いまだに試験が続いているのは、第一ブロックと第三ブロックだけだった。
「はぁ、はぁ、はぁ」
アナゼルの息切れが激しくなってきていた。
「はぁはぁ。あ、アナゼル大丈夫?」
イデアも大分疲れが蓄積されているようだった。
ちなみに、イデアの白魔法はいまだに一度も発動されていない。
すっかりモンスターを倒すことに集中していまい、白魔法のことなどすっかり忘れてしまっていた。
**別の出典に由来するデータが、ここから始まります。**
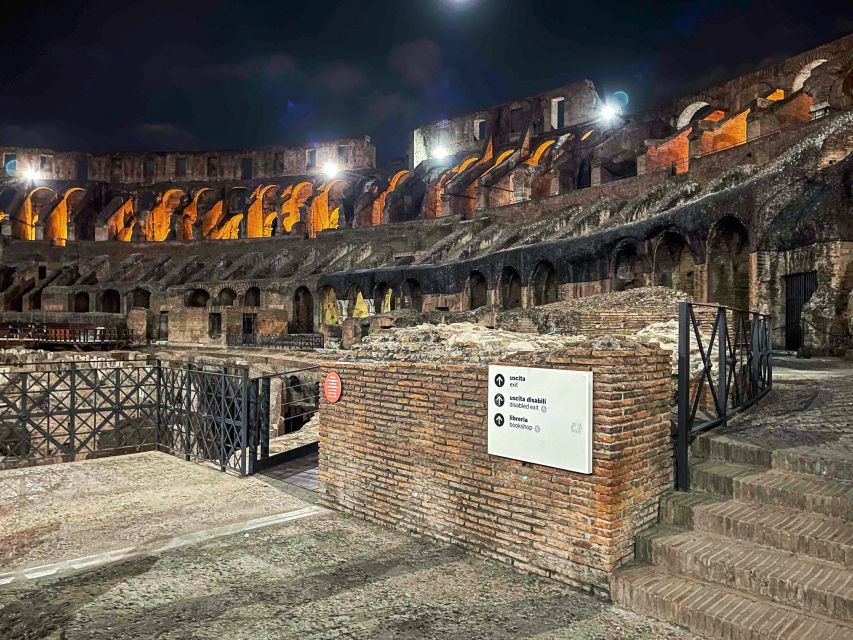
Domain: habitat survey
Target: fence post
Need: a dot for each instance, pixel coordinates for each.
(222, 419)
(682, 472)
(187, 412)
(722, 362)
(72, 404)
(244, 426)
(158, 392)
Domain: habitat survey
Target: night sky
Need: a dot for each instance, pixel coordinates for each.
(220, 75)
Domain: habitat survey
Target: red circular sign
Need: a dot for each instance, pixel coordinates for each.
(332, 387)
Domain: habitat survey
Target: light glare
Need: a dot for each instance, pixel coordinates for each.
(331, 170)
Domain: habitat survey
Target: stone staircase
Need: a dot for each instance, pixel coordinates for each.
(761, 548)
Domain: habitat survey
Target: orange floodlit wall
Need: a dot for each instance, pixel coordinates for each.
(322, 215)
(259, 212)
(728, 134)
(673, 152)
(56, 225)
(158, 225)
(294, 198)
(121, 223)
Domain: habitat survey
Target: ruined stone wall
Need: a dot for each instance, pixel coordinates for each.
(406, 446)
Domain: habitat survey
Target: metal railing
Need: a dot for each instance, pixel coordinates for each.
(735, 358)
(293, 341)
(53, 335)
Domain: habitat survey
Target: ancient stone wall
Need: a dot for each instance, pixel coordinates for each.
(406, 446)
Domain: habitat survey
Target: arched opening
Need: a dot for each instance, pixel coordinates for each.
(81, 302)
(729, 264)
(356, 304)
(546, 288)
(110, 301)
(411, 295)
(477, 290)
(329, 312)
(510, 288)
(198, 298)
(584, 177)
(627, 268)
(690, 113)
(383, 299)
(140, 299)
(674, 266)
(226, 297)
(303, 311)
(252, 298)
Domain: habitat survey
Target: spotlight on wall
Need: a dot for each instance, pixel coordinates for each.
(439, 153)
(330, 169)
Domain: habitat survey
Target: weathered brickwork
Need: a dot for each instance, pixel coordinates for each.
(406, 445)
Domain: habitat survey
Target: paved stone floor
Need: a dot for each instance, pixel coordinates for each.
(327, 576)
(810, 407)
(302, 472)
(56, 512)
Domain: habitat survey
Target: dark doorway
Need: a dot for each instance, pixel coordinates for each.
(248, 328)
(303, 311)
(163, 326)
(81, 302)
(799, 288)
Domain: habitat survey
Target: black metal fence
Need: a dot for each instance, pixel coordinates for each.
(293, 341)
(84, 337)
(64, 411)
(729, 353)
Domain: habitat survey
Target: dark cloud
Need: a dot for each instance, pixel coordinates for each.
(418, 62)
(342, 79)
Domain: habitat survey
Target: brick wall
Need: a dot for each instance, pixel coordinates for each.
(406, 446)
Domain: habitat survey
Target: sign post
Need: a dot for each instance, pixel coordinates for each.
(542, 416)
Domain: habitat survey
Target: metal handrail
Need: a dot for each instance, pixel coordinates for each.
(741, 356)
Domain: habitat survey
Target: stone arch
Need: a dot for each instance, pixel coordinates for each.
(383, 299)
(329, 311)
(158, 224)
(303, 311)
(477, 291)
(627, 272)
(252, 297)
(81, 302)
(728, 263)
(294, 199)
(674, 266)
(544, 284)
(61, 217)
(356, 304)
(197, 298)
(140, 299)
(804, 73)
(226, 297)
(686, 115)
(25, 221)
(510, 288)
(411, 295)
(110, 301)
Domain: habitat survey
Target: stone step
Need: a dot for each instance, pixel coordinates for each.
(817, 461)
(731, 449)
(714, 611)
(717, 477)
(790, 530)
(815, 586)
(824, 496)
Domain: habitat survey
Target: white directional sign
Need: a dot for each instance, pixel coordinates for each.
(542, 416)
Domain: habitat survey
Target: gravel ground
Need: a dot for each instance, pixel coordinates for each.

「大丈夫だ。モンスターが闇属性耐性を持つ以上、暗黒や漆黒は使えない。このままの状態でサガク剣を使い続けたほうが有効だ」
「それはそうだけど、さすがのアナゼルでもその状態で戦い続けたらもたないよ!」
「心配ない。相手の攻撃を喰らわなければどうということはない」
そう言いながら、アナゼルはサガク剣で攻撃し続けている。
しかしサガク剣も魔力を消費する技であることはイデアも知っていた。
いずれ魔力が尽きれば、サガク剣も使えなくなる。
そうして、アナゼルの前に複数のモンスターが襲いかかってきた。
「あぶない!」
イデアが全力でアナゼルをかばう。
そして、モンスターの攻撃を受けた衝撃で、そのまま後方へと吹き飛ばされてしまった。
「イデア!」
アナゼルは必死にイデアの元へ駆け寄った。イデアは苦しそうに倒れたままだった。
「な、どうしてこんな」
「馬鹿ねアナゼル。ナイトのジョブは仲間をかばうのが仕事なのよ? そんなことも知らなかった?」
イデアは目を閉じた。気を失ったようだった。息はある。
それでも、その状態を目にしたアナゼルは、とても正気ではいられなかった。
「うああああああああああーッ!」
ほとばしる黒紫色の光がアナゼルの身体から溢れ出し、闇の力が具現化した。
*
「まさか、暴走?」
遠巻きから見ていたレスター卿は、アナゼルから立ち上る黒紫色の光を見ていた。
すぐさま現場へ駆けつけようとしたレスター卿を、ユルヤナの老師がもつ杖が制した。
「……どういうつもりだ?」
「まだじゃよ。いま彼らに手を出すのは無粋というものじゃ」
第三ブロックの試験をなんとかして一人で終えたリングアベルも、第一ブロック方面から上がっている黒紫色の光を見ていた。
「……あのバカ野郎がッ」
そう言いながら、リングアベルは素早く第一ブロックの方向へ駆け出した。
「イデアに何かあってみろ。絶対に許さないからな!」
chapter:8
アナゼルの暴走により、周囲にいたモンスターは一瞬にして消し飛んだが、依然アナゼルは正気に戻っていなかった。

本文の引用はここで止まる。